Organization overseeing the XMPP network protocol

Logo

XMPP Standards Foundation (XSF) is a non-profit organization that develops and maintains open standards for the XMPP, a decentralized real-time communication protocol standardized through the IETF. The foundation manages the XMPP Extension Protocol (XEP) process, which defines optional extensions to the protocol. It was founded in 2001 as the Jabber Software Foundation and renamed the XMPP Standards Foundation in 2007.

== History ==
The XSF was originally called the Jabber Software Foundation (JSF). The Jabber Software Foundation was originally established to provide an independent, non-profit, legal entity to support the development community around Jabber technologies (and later XMPP). Originally its main focus was on developing JOSL, the Jabber Open Source License (since deprecated), and an open standards process for documenting the protocols used in the Jabber/XMPP developer community. Its founders included Michael Bauer and Peter Saint-Andre.

Timeline

- 1999–2001: Jeremie Miller announces Jabber, an open instant messaging technology. Open-source servers, clients, and libraries are developed. In 2001, the JSF is formally established to coordinate projects and protocol development.
- 2002–2004: JSF contributes Jabber protocols to the IETF, forming the XMPP Working Group. Core XMPP protocols are standardized in RFC 3920 and RFC 3921.
- 2005–2007: JSF participates in Google Summer of Code, and large-scale XMPP services like Google Talk are deployed. The JSF is renamed XMPP Standards Foundation (XSF) in 2007.
- 2006–present: XSF organizes regular XMPP Summits, continues Google Summer of Code participation, and oversees the development of XMPP Extension Protocols (XEPs). Notable achievements include updates to XMPP core RFCs (RFC 6120, RFC 6121, RFC 7395, RFC 7590, RFC 7622) and expansion into areas like IoT.

== Process ==
Members of the XSF vote on acceptance of new members, a technical Council, and a Board of Directors. However, membership is not required to publish, view, or comment on the standards that it promulgates. The unit of work at the XSF is the XMPP Extension Protocol (XEP); XEP-0001 specifies the process for XEPs to be accepted by the community. Most of the work of the XSF takes place on the XMPP Extension Discussion List, the [xmpp:jdev@muc.xmpp.org?join jdev] and the [xmpp:xsf@muc.xmpp.org?join xsf chat room].

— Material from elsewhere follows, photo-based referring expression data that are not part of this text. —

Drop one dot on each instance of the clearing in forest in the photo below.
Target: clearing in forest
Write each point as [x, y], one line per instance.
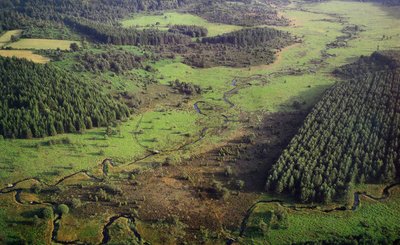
[6, 37]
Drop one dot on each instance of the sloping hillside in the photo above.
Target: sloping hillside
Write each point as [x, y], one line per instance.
[351, 136]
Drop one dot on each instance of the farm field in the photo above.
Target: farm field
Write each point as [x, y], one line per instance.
[6, 37]
[191, 161]
[24, 43]
[27, 54]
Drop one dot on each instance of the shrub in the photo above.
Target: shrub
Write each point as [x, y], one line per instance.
[47, 213]
[76, 203]
[63, 209]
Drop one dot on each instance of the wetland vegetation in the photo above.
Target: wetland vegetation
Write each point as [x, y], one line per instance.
[199, 122]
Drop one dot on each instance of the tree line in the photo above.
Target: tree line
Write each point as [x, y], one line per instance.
[189, 30]
[41, 100]
[113, 60]
[124, 36]
[351, 136]
[249, 37]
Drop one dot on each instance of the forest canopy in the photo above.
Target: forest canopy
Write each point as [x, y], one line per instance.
[42, 100]
[351, 136]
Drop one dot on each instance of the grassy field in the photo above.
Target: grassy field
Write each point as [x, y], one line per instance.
[6, 37]
[41, 44]
[373, 219]
[173, 18]
[27, 54]
[162, 128]
[50, 161]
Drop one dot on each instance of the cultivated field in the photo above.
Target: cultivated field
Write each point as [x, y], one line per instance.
[6, 37]
[41, 44]
[27, 54]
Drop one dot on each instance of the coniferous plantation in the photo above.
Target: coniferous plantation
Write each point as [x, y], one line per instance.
[41, 100]
[199, 122]
[352, 135]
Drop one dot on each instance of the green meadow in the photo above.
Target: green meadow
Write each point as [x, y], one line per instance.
[6, 37]
[374, 219]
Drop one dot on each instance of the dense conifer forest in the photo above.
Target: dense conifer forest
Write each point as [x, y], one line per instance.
[351, 136]
[41, 100]
[242, 48]
[113, 60]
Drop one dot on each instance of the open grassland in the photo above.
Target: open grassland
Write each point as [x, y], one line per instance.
[25, 43]
[27, 54]
[376, 219]
[317, 31]
[271, 88]
[54, 157]
[162, 22]
[6, 37]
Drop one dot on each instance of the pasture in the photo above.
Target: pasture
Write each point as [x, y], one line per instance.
[25, 43]
[27, 54]
[6, 37]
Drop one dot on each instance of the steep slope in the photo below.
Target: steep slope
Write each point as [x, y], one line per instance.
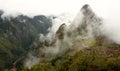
[17, 34]
[79, 47]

=== Board of directors ===
The Board of Directors of the XMPP Standards Foundation oversees the business affairs of the organization. As elected by the XSF membership. As of 2026, the Board of Directors consists of the following individuals:

- Guus der Kinderen
- Ralph Meijer
- Mickaël Rémond
- Florian Schmaus
- Arne-Bruen Vogelsang

=== Council ===
The XMPP Council is the technical steering group that approves XMPP Extension Protocols, as governed by the XSF Bylaws and XEP-0001. The Council is elected by the members of the XMPP Standards Foundation each year in September. As of 2026, the XMPP Council is composed of the following members:
- Dan Caseley
- Daniel Gultsch
- Marvin Wissfeld
- Stephen Paul Weber
- Jérôme Poisson

=== Members ===
There are currently 56 elected members of the XSF.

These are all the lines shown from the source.